Today’s sustainability efforts are limited both by technology and the philosophy of always increasing production. Some organizations see 6G as a gateway to better energy efficiency, such as Ericsson. The company contributed to the Next G Alliance project, an advocacy group for the 6G industry in North America, whose report on sustainability and 6G notes that meeting goals to slow global warming requires everything from networking more efficiently to raw material sourcing and waste handling.

They note that proposed 5G adoption shows energy reduction over 4G in some key areas, such as RAN energy consumption. However, data center energy consumption dramatically rose.

Increases in traffic also make sustainability and carbon-decrease efforts an uphill battle. That’s competing with the advances in hardware that allow “more data using less power,” according to the report. 6G isn’t a magic bullet, but it could be part of the solution.

Making augmented reality more practical

Today’s tech giants explore the use of augmented reality for on-the-job assistance and training. Warehouse workers might use augmented reality glasses to navigate around shelves in a large, confusing space, being directed to which item they need to pick through a connected network of tags synched to the warehouse’s automated sorting system. This requires speed and uptime, best enabled by faster networks than we have today. That’s where 6G connectivity comes in.

Speeding up IoT and ambient computing

6G’s low latency will, in part, be enabled by distributed or ambient computing. These terms have slightly different meanings but a lot of overlap. In this case, we mean 6G latency will be reduced by spreading processing time across nearby devices, or a “three-dimensional network.”

Other 6G use cases for IoT and edge computing include real-time inventory management in factories, healthcare devices with real-time data and insights, and fleets of autonomous vehicles.

SEE: Artificial Intelligence Ethics Policy (TechRepublic Premium)

A new era for digital twins

Another predicted use case is in digital twins. These have been in use and in conversation around manufacturing for decades, having first been used in a truly practical sense by NASA in the early 2010s.

Digital twins help organizations test their products under realistic conditions, reduce the cost, time and materials needed for prototyping, and explore how products and connectivity will function in complex environments.

AI-native sensing also connects to a variety of ways 6G will change the communications and network landscape compared to 5G or 4G.

Improving integrated sensing

Integrated sensing is a category of wireless technologies that include sensing and communication systems that optimize wireless resources and enable wide-area environment sensing.

Adding 6G to the mix in the future may be key to improving performance as well as utilizing hardware and software resources more effectively. Doing so will still require hardware improvements, performance tradeoffs and new network standards.
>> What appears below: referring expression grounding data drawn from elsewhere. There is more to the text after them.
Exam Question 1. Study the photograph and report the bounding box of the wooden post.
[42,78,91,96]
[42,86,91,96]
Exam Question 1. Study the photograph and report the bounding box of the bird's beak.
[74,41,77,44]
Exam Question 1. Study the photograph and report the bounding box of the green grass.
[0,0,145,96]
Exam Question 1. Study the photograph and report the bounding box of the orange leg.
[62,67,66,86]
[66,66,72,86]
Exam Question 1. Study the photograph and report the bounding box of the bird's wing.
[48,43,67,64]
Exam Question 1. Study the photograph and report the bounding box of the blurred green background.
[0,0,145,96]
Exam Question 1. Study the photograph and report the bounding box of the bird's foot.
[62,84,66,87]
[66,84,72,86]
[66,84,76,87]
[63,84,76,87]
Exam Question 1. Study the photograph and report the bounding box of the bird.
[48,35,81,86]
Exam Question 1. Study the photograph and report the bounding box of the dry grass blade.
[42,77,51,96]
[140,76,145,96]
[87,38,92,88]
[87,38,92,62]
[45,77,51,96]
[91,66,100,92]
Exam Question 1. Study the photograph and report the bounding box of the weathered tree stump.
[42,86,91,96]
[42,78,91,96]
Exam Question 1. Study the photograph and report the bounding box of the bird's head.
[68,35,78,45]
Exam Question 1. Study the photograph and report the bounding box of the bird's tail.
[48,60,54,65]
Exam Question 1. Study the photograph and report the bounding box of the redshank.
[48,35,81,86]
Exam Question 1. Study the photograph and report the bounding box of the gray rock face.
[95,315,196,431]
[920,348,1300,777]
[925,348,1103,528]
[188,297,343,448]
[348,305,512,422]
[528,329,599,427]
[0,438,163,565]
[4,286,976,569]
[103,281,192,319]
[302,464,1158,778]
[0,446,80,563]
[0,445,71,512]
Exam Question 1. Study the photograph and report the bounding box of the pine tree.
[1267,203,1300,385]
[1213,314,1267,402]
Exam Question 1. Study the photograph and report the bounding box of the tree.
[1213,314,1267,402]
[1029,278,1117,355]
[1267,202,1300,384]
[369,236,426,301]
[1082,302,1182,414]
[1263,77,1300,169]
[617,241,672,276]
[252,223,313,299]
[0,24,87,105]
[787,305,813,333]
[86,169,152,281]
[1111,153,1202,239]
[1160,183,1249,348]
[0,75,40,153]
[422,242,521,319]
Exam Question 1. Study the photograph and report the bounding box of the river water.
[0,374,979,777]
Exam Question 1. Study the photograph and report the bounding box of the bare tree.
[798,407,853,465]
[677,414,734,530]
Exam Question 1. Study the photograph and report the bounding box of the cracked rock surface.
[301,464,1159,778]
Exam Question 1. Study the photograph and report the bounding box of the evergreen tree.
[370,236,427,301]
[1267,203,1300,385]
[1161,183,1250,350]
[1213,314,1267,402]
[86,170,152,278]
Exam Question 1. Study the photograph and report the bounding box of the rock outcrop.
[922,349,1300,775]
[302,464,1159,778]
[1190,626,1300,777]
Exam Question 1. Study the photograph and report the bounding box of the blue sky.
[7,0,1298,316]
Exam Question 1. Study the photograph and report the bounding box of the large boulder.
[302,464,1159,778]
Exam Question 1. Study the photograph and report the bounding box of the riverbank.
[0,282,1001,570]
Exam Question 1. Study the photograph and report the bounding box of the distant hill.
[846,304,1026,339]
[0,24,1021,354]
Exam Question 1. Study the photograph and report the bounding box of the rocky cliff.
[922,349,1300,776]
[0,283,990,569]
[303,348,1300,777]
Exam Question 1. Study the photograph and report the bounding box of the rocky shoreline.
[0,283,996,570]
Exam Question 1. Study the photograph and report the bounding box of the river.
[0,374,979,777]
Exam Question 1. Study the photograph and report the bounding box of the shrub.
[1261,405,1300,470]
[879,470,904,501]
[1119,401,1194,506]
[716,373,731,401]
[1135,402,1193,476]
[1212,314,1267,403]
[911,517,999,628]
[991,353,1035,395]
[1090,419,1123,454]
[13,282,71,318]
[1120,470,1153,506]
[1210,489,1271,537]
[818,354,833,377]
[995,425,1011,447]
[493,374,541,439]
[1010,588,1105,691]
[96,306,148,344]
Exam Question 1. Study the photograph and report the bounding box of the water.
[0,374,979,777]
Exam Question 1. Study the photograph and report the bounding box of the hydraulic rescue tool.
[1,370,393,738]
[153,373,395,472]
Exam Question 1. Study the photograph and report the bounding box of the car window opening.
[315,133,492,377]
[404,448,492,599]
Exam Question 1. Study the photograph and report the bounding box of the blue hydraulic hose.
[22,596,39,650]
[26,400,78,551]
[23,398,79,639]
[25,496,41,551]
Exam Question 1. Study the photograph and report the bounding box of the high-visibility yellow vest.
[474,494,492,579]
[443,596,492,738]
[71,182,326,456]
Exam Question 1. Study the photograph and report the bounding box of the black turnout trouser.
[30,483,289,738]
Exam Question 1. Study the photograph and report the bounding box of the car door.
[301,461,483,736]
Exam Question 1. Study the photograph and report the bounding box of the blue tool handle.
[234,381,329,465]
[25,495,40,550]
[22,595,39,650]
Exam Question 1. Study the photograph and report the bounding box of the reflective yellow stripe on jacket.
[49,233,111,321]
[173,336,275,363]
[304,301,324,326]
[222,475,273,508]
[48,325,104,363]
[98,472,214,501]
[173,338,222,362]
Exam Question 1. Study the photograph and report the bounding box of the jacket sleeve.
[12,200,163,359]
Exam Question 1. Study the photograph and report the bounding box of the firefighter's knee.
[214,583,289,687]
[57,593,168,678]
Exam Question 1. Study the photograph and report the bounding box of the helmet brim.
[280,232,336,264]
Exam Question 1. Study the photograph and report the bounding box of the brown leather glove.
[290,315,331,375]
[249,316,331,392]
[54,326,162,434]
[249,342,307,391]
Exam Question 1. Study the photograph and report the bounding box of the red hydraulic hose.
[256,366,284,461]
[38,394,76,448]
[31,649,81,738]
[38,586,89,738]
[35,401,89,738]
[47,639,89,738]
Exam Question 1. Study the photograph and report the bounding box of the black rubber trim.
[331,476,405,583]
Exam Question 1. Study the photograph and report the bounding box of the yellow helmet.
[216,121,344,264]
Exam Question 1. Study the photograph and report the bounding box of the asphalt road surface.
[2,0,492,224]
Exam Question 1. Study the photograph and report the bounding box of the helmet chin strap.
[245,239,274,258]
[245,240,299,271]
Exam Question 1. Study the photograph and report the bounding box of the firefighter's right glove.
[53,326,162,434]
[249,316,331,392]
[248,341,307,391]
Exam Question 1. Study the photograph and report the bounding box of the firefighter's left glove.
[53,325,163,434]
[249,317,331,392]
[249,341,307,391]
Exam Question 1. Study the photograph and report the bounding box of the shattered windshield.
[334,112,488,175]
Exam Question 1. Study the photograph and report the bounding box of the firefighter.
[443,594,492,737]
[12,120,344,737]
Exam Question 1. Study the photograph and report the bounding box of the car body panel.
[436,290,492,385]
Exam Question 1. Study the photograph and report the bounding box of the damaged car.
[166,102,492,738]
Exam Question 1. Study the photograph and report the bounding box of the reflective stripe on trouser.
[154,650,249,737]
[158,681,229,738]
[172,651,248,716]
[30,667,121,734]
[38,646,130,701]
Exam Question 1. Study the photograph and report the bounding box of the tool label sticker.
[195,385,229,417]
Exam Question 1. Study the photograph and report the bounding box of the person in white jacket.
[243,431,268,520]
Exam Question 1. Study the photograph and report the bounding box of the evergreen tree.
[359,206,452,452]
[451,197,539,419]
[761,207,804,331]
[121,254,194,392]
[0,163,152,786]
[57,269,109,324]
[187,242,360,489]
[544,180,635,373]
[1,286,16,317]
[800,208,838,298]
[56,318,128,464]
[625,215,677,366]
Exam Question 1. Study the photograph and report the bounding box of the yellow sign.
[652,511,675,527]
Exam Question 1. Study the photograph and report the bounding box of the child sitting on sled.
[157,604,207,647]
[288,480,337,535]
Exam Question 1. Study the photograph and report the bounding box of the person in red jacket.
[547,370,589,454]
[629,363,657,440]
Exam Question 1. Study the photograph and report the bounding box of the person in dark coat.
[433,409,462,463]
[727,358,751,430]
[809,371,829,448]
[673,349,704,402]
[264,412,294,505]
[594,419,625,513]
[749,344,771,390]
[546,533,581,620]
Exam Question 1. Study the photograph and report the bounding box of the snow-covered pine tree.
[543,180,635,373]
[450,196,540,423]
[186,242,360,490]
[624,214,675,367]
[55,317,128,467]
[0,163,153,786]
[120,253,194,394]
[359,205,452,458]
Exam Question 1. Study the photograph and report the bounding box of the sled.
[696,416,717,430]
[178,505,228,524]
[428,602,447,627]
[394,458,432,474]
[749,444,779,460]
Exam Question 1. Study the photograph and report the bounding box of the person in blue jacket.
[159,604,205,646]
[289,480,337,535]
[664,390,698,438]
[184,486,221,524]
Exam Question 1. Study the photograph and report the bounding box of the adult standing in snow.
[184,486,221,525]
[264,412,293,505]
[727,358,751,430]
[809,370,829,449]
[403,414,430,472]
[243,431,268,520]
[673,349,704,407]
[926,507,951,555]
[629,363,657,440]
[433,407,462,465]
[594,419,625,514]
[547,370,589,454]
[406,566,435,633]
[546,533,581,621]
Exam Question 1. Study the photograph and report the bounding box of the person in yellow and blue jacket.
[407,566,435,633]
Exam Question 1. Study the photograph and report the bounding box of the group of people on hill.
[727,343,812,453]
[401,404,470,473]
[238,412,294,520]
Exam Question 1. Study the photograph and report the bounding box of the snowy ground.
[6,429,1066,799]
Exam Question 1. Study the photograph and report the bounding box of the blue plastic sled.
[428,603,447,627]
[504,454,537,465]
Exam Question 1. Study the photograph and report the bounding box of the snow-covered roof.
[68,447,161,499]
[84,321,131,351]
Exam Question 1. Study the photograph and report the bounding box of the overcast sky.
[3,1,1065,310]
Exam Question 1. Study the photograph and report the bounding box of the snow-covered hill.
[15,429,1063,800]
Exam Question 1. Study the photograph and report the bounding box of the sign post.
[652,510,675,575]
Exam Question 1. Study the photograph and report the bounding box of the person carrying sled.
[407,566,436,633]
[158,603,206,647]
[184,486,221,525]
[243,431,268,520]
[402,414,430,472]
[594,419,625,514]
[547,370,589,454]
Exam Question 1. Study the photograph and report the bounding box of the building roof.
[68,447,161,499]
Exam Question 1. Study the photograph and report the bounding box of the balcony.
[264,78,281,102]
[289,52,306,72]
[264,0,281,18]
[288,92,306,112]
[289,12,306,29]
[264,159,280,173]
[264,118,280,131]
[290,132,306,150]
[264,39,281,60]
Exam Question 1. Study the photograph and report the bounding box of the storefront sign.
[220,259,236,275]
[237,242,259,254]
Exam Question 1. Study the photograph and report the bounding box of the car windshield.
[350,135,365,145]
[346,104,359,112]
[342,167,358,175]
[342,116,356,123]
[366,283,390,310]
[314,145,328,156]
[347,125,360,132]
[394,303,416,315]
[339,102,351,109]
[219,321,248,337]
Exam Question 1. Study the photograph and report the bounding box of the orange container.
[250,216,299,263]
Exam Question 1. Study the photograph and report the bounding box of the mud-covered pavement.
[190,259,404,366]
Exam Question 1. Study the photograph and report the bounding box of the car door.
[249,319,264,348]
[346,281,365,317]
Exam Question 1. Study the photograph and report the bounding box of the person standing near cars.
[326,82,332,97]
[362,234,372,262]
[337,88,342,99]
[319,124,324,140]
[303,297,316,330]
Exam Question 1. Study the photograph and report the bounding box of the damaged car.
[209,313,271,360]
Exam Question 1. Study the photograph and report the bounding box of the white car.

Increased system resiliency

Low-latency, high-reliability connections underpin every other possible use case we’ve listed here. According to Qualcomm, 6G’s seamlessness can lead to “a unified platform that can take human immersion to the next level.”

That might involve collecting data sources from lots of different sensors to provide insights into what a human worker should do next, or it might lead to more immersive remote collaboration. Qualcomm calls this XR — extended reality.

XR is the type of real-time, immersive digital space Google Glass’s developers once sought to create, too, except powered by real-time gaming-quality graphics. This connects to the augmented reality topic we discussed earlier, but it won’t work without real-time, always-on mobile processing enabled by 6G.

6G has a lot of potential. It remains to be seen how quickly that potential will be realized. Meanwhile, it’s still “just a concept” — albeit one being actively explored. It’s often spoken about in the same breath as the elusive metaverse. NTT, the founder of the mobile data standard that became known as 1G, is still in the game with an ultra high-speed network.